Background about the New York Supreme Court of Judicature
Almost by definition, courts generate paperwork. The paper trail created by Judge Yates is discussed below, following a discussion of the New York Supreme Court of Judicature. In 1787 Robert Yates was a judge on New York’s Supreme Court of Judicature. He was initially appointed to the court in 1777.
By way of background, today’s New York Supreme Court (formerly the Supreme Cort of Judicature) was established in 1691, making it one of the oldest courts of general jurisdiction in the United States. Unlike other states, New York’s Supreme Court was and remains a lower level, trial level court.

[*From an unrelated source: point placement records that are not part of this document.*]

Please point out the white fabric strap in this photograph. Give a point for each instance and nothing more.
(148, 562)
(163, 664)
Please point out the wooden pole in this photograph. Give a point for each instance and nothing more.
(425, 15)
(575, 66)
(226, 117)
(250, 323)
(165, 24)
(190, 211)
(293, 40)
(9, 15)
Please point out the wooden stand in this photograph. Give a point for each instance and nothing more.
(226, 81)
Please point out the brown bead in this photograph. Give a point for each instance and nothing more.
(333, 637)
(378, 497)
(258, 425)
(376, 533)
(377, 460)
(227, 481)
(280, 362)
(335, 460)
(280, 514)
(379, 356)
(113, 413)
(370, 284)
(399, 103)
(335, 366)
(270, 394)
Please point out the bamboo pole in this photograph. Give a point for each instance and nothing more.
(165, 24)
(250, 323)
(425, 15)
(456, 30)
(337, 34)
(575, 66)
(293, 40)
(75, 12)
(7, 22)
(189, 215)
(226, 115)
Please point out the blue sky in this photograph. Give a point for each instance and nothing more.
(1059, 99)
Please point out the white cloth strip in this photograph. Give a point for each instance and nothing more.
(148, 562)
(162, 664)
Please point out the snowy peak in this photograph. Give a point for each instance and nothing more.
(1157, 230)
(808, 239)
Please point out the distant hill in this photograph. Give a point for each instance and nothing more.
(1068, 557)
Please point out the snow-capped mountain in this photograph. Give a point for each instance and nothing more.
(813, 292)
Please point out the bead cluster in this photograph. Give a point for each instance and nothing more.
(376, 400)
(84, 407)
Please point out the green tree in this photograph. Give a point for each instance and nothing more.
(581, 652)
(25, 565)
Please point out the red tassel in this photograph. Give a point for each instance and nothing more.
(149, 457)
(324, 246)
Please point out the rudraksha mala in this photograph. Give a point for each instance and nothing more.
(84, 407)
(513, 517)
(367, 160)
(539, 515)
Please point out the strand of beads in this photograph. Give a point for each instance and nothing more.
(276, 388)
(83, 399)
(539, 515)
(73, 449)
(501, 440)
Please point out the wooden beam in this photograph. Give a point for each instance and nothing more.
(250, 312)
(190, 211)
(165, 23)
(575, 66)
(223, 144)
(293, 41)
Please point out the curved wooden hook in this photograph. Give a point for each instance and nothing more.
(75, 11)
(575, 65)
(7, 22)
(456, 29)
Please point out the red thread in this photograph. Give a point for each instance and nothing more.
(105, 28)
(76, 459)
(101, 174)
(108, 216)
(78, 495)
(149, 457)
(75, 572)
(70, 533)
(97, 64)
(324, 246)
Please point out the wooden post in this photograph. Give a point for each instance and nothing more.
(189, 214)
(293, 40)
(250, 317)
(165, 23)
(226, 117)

Pursuant to legislation adopted by the New York Assembly, the Supreme Court of Judicature held jurisdiction over both criminal and civil cases. It was also empowered to hear appeals from inferior local courts. The Court’s “bench” consisted of a single Chief Justice along with two Associate Justices in New York City and Albany. Dating back to colonial times, appeals were taken to the royal governor and his council. In theory, appeals could subsequently be raised to the Privy Council in London.
When the Supreme Court of Judicature was established in 1691, it replaced the Court of Assize established in 1667. The Act of 1691 provided:
[T]he Supreme Court is hereby fully empowered and authorized to have cognizance of all pleas, civil, criminal and mixed, so fully and amply to all intents and purposes whatsoever, as the courts of Kings Bench, Common Pleas and Exchequer, within their “Majesties” Kingdom of England have or ought to have; in and to which Supreme Court all and every person and persons whatsoever shall or may, if they shall so see meet, commence or remove any action or suit, the deed or damage in any such action or suit being upwards of twenty pounds, and not otherwise, or shall or may by warrant, writ of error or certiorari, remove out of any of the respective courts of Mayor and Aldermen, Sessions and Common Pleas, judgment, information or indictment there had or depending, and may correct errors in judgment, or reverse the same, if by just cause, provided always that the judgment removed shall be upwards of the value of twenty pounds.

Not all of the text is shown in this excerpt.